Psychologe fordert mehr Geld zur Erforschung der Sportsucht

Psychologe fordert mehr Geld zur Erforschung der Sportsucht
29.05.2024
epd
epd-Gespräch: Stefanie Unbehauen

Halle (epd). Der Sportpsychologe Oliver Stoll fordert mehr Geld für die Erforschung der Sportsucht. „Da es nur wenige Betroffene gibt, werden auch kaum finanzielle Mittel für die Forschung bereitgestellt. Das halte ich für ein Problem“, sagte Stoll dem Evangelischen Pressedienst (epd). Die Häufigkeit der Krankheit liege bei etwa drei Prozent der sporttreibenden Personen und bei unter einem Prozent der Gesamtbevölkerung. Sportsucht ist im Vergleich zu anderen Suchterkrankungen noch kaum erforscht. Stoll ist Professor für Sportpsychologie an der Martin-Luther-Universität Halle-Wittenberg und ist einer der wenigen Experten, der seit Jahren zum Thema Sportzwang forscht.

Bereits die klare Definition einer Sportsucht sei schwierig. „Wir unterscheiden generell zwischen einer Sportbindung und einer Sportsucht“, stellte Stoll klar. Von einer Sportbindung spreche man, wenn Menschen sehr häufig und intensiv Sport machen, etwa zur Vorbereitung eines sportlichen Wettbewerbs wie einen Marathon. „Dann gibt es auf der anderen Seite die Sportsucht. Hierbei weisen Betroffene ein zwanghaftes Verhalten auf.“ So werde selbst bei Erschöpfung oder Erkrankung weiterhin Sport getrieben. „Die Gedanken kreisen nur noch um dieses Thema. Sport wird für Betroffene zum Lebensmittelpunkt“, erklärt Stoll. Auch der soziale Rückzug sei ein zentrales Merkmal.

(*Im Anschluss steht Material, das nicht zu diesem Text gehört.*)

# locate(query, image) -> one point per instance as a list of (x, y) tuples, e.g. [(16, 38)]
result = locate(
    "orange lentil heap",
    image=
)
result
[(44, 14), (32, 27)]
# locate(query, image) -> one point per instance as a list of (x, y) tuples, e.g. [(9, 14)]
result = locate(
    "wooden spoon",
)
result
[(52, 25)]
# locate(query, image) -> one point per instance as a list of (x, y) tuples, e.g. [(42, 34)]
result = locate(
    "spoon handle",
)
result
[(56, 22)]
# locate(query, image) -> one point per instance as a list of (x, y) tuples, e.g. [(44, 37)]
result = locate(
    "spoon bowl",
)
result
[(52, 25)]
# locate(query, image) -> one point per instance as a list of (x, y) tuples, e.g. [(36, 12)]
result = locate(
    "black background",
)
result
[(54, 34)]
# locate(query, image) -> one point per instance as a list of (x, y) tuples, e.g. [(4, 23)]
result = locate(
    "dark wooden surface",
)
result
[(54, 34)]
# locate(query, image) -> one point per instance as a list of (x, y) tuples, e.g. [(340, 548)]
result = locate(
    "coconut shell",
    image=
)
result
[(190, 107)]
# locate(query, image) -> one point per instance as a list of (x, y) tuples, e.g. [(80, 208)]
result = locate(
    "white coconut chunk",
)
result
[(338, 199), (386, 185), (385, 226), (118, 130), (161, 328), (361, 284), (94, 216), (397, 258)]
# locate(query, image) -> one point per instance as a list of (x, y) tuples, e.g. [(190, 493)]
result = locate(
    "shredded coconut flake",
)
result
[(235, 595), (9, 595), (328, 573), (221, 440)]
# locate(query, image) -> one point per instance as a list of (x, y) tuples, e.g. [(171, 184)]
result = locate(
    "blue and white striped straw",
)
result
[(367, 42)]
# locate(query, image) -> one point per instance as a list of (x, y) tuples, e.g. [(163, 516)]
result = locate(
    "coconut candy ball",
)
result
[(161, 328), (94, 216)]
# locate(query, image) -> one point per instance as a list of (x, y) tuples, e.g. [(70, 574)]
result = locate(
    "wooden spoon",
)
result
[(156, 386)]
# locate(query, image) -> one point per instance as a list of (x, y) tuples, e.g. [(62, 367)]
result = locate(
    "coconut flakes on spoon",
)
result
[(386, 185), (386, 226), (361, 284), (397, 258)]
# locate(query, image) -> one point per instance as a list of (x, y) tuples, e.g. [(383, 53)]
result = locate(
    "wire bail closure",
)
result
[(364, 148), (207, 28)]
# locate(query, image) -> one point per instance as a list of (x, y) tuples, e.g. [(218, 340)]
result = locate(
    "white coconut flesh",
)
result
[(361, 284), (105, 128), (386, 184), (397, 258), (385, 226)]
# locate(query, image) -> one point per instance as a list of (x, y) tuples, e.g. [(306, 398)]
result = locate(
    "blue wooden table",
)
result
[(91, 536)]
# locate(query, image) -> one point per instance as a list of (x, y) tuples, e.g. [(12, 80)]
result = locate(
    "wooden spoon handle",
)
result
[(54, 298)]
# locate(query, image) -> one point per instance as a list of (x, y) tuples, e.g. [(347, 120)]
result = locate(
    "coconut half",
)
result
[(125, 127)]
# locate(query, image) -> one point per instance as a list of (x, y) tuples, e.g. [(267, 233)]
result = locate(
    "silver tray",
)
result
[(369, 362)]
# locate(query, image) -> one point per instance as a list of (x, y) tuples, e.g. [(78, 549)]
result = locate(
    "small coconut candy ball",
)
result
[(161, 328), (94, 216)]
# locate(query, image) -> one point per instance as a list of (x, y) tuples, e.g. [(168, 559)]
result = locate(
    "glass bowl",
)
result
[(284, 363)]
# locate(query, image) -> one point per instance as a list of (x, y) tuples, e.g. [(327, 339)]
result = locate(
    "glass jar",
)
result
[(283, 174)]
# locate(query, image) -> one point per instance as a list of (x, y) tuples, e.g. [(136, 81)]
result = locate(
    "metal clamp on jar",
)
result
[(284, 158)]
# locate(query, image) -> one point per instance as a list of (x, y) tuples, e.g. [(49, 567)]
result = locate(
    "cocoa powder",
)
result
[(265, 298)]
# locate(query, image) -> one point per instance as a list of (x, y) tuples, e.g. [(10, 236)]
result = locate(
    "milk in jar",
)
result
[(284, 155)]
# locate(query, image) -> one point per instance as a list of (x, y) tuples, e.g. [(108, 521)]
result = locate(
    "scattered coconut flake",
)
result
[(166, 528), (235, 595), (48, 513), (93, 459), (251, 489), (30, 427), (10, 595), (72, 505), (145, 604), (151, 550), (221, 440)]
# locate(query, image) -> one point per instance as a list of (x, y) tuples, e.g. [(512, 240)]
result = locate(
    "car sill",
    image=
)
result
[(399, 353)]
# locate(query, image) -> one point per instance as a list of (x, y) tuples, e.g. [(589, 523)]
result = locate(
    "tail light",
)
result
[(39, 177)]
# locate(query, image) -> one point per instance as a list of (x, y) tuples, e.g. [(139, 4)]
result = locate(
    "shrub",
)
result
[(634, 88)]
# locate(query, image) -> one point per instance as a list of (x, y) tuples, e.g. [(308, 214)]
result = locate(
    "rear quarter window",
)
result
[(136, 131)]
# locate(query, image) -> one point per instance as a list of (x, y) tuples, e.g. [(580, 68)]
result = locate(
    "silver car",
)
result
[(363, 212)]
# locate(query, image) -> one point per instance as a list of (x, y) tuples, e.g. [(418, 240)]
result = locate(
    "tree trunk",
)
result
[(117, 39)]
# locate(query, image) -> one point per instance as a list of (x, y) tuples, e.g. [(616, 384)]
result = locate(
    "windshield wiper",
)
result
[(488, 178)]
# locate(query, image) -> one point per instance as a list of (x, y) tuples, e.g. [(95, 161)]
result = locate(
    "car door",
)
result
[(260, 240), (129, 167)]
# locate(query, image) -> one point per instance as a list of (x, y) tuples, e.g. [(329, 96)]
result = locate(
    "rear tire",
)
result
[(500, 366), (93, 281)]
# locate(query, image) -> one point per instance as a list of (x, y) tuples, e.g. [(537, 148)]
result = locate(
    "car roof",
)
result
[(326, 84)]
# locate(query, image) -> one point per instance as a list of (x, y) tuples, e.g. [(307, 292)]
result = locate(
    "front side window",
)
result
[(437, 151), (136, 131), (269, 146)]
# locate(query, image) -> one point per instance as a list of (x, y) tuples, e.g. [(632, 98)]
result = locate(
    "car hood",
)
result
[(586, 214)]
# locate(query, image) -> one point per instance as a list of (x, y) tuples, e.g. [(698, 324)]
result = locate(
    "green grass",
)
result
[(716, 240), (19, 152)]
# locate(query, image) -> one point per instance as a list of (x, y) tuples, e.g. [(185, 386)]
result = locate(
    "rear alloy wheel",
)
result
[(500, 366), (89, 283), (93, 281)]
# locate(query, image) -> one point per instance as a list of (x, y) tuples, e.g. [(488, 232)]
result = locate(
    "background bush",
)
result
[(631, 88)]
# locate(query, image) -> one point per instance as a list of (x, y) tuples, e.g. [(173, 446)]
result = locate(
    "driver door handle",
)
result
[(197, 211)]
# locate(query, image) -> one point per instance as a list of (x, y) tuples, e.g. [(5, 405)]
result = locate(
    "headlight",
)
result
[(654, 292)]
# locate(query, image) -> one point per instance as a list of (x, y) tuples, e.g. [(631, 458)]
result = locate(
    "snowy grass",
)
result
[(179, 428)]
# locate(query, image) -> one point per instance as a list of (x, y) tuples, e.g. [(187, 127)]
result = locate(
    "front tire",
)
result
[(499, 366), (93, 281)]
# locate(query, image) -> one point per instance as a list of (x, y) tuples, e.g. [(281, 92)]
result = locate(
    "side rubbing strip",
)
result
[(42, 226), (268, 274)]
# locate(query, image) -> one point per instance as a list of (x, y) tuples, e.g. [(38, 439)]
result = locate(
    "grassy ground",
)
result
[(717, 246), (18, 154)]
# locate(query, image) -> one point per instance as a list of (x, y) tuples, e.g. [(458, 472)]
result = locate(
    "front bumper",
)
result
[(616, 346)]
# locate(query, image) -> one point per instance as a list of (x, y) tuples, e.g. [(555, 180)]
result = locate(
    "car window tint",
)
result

Ursächlich für eine Sportsucht hält Stoll das Zusammenwirken verschiedener Komponenten. „Wir gehen davon aus, dass es eine genetische Disposition gibt. Aber auch bestimmte einschneidende, kritische Lebensereignisse wie Mobbing, Kündigung, Trennung oder der Verlust eines geliebten Menschen können Auslöser einer Sportsucht sein.“ Oft spielten verschiedene Faktoren zusammen in Kombination mit Persönlichkeitsmerkmalen wie Perfektionismus.

Besonders junge Menschen seien anfällig für die Entwicklung einer Sportsucht. Das habe auch mit den sozialen Medien zu tun. „Problematisch könnte sein, dass in sozialen Medien ein bestimmtes Schönheitsideal oder Körperbild propagiert wird, das junge Frauen und Männer unter Druck setzt. Dadurch kann eine Essstörung ebenso wie eine Sportsucht befördert werden“, warnte Stoll.